Of all the incredible projects, businesses and nonprofits I've been a part of, mothering has been the most profound. I've found that I am able to greet the tests and hurdles that parenting encounters with a steadiness and patience that I believe has developed through my practices. Yoga has kept me a loving, limber and strong mother! Strength of body to lift a 130 pound boy who has trouble walking and flexibility of mind to understand different perspectives of both a stubborn neurotypical child  and a neurologically different child.

My daughter is a neurotypical child, as they say in the autism world, but there are plenty of challenges raising a "normal" preteen girl!  As all parents out there know, raising children is the greatest school, vocation, and spiritual practice and my yoga and meditation are my go-to for every situation.  It's amazing what one big conscious breath can do for an impending argument with a 12 year old hormonal girl!

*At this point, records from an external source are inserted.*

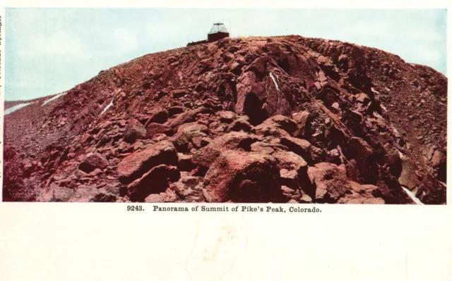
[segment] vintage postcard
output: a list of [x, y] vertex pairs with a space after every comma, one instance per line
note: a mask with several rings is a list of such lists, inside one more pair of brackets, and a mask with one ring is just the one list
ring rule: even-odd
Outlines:
[[248, 13], [6, 9], [3, 200], [446, 204], [446, 10]]
[[447, 6], [105, 5], [0, 18], [6, 280], [452, 277]]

My next step in my journey brought me to Tri Yoga, which represented a rebirth for me.  I had studied many different styles of yoga and was on a hiatus from teaching while I was having my children.  At the time my daughter stopped breast feeding, I found my way back to my yoga practices and teaching again. The first studio I stepped into was the Devi Yoga Center in Sebastopol, where Kashi Ananda teaches the amazingly articulate style of Tri Yoga.  I discovered an entirely new way to practice yoga when I began to study Tri Yoga, founded by a woman, Kali Ray. It is very feminine, flowing, and pays attention to detail like no other style of yoga I've practiced. Through studying with Kashi, I learned the undulation of yoga, and the spinal fluidity that was possible BETWEEN asana postures.  It really changed my life!

At the same time as finding Tri Yoga, I also decided I needed to get my teaching certificate. I had been teaching yoga for nearly 18 years without certification, but I felt it was an important step to take in coming back to yoga as my career.  So after doing a fair amount of research, I decided to attend the Yandara Institute in Baja, Mexico. There, I found community and family beyond what I could of hoped for. Although I was seasoned, I still learned a tremendous amount about yoga and meditation and most importantly, realized for the first time that I am a yogi.   


My path with yoga has led me to DeAnna Batdorff and the dhyana Center.  DeAnna was first my family's practitioner and a sweet friend. When she moved her center to the lofts of the Basso Building on Main Street, I approached her with a proposal that yoga be part of the offerings at the new dhyana Center.  She agreed and brought me on as director of yoga programming and as they say, "the rest is herstory!" It's been almost 9 years now and we've developed such an inspirational thousand petaled lotus called the dhyana Center of Ayurvedic Education!

We never really know where each life choice we make will lead us. We have to trust in our innate ability to know which direction to go from our body's knowledge, from the inspiration that comes to us from a place other than our brain and logical mind. I give thanks I found yoga and meditation to guide me through the many stages of my life. And it is with so much pleasure and honor that I pass on what I've been taught so others may benefit from these life skills and practices.